Input Is All That Matters
Sam Kaplan
July 12, 2026
Last week I took a photo of friends at dinner. It was bad. Tilted, focus on the wrong table, half the group in shadow. Ten years ago, that photo goes in the trash.
Instead I ran it through an image model and got the photo I wish I'd taken. Perfectly framed, perfectly lit, and still them - same people, same table, same moment. Nothing invented, everything fixed.
That bad photo wasn't a failed photograph. It was a perfect input.
For a hundred years, the craft of photography lived in the moment of capture. Framing, light, focus, timing - you had one shot to get it right, and getting it right was the art. That era is ending. Your phone's job is no longer to produce a finished image. Its job is to collect data about a moment: who was there, where, what happened. The model turns that data into the finished thing. The camera is becoming a sensor.
Video makes this even clearer.
Say you and your friends film a sketch this weekend. The bit is genuinely funny. Doesn't matter - it will look amateur, even on the newest iPhone. The lighting is whatever the room gives you. The angles are wherever someone could stand. The mic picks up the fridge.
But everything valuable is already in that footage. The banter, the timing, the performances. That's the input. The rest is production, and production is exactly what models are about to absorb.
Today, images are basically solved. Video is close: models can already generate stunning footage, and the frontier is reliably preserving your specific people, performances, and audio across a full scene. That gap is closing fast. Seedance 2.5, releasing next week, alone shows it.
Once it closes, you film your sketch and the model handles everything else. Clean audio, cinematic framing, lighting that looks like a crew spent a day on it. You could shoot in a sewer, and if the scene calls for a penthouse, you get a penthouse. What your phone captured wasn't footage. It was a performance, and the model builds the film around it.
So here's the shift: in the real world, we're moving from creating to collecting. The finished work gets made by a model. Our job is to gather the raw material only we can gather - and that material becomes more valuable, not less. Anyone will be able to generate a generic beautiful video. Only you can capture your friend's actual delivery of the joke. Real moments become the scarce ingredient.

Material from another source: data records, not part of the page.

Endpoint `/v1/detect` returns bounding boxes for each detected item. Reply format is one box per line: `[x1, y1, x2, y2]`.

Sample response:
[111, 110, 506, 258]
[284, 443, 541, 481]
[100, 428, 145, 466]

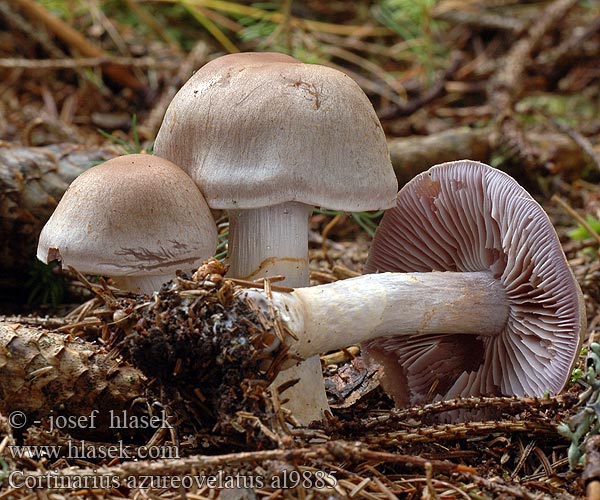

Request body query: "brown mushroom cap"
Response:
[154, 53, 397, 211]
[37, 154, 217, 276]
[365, 161, 585, 406]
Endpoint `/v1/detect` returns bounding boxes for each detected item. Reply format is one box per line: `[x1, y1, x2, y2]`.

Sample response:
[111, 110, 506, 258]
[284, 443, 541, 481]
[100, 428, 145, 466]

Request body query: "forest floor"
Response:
[0, 0, 600, 500]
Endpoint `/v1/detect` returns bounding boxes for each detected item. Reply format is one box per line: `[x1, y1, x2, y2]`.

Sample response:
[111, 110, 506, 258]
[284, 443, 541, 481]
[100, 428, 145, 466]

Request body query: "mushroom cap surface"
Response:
[365, 160, 586, 407]
[37, 154, 217, 276]
[154, 53, 397, 211]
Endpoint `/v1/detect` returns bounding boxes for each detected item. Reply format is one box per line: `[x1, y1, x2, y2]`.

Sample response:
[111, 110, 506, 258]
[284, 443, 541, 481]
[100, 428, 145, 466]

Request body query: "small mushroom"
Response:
[246, 161, 585, 407]
[154, 53, 397, 423]
[37, 154, 217, 293]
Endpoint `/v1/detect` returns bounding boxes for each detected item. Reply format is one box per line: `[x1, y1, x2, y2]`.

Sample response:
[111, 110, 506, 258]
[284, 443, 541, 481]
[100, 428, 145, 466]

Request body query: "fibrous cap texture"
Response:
[154, 53, 397, 211]
[37, 154, 217, 276]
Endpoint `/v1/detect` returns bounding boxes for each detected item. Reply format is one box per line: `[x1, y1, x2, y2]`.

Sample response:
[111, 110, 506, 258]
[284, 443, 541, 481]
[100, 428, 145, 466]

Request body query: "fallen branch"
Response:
[0, 323, 147, 438]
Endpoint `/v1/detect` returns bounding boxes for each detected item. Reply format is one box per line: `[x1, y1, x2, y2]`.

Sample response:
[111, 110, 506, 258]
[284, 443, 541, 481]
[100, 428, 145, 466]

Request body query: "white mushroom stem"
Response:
[229, 202, 329, 425]
[228, 202, 312, 287]
[247, 272, 509, 358]
[111, 273, 170, 295]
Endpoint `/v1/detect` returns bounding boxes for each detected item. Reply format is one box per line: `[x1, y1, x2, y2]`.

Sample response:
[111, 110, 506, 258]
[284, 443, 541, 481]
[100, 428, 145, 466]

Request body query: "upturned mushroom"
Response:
[37, 154, 217, 293]
[241, 161, 585, 407]
[154, 53, 397, 423]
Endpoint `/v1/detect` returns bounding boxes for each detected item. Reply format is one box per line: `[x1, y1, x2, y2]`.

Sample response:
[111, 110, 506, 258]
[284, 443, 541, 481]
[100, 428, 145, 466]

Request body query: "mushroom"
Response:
[154, 53, 397, 423]
[37, 154, 217, 293]
[241, 161, 585, 407]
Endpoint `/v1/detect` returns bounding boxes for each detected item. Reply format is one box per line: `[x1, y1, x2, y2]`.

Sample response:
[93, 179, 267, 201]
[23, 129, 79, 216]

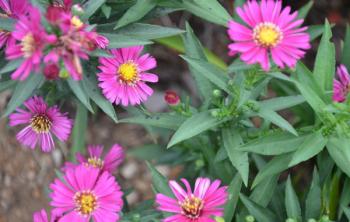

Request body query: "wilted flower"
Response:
[156, 178, 228, 222]
[50, 165, 123, 222]
[9, 96, 72, 152]
[6, 6, 56, 80]
[33, 209, 60, 222]
[66, 144, 125, 173]
[164, 90, 180, 106]
[0, 0, 28, 48]
[98, 46, 158, 106]
[333, 65, 350, 103]
[228, 0, 310, 71]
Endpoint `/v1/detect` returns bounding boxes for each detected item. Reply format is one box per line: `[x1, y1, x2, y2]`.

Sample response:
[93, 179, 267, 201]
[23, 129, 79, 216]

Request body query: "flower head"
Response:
[333, 65, 350, 103]
[156, 178, 228, 222]
[164, 90, 180, 106]
[228, 0, 310, 71]
[98, 46, 158, 106]
[0, 0, 28, 48]
[66, 144, 125, 173]
[33, 209, 60, 222]
[50, 165, 123, 222]
[6, 7, 56, 80]
[9, 96, 72, 152]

Play it forward and essentially every image and video you see will have passed through a model. Not conjured from nothing - produced from real inputs. That's a spectacularly good deal for anyone with something to say, because the bottleneck was never ideas. Every friend group has bits funnier than half of what's on TV. What they lacked was a production team. Now everyone gets one.
Picture 2028: you and three friends spend a Saturday goofing around with an idea, phones propped on chairs, no lights, no mics. By dinner you're watching something that looks like it cost a studio a million dollars, and it's unmistakably, specifically you.
Don't worry about getting the shot right. Just get the shot. The input is all that matters.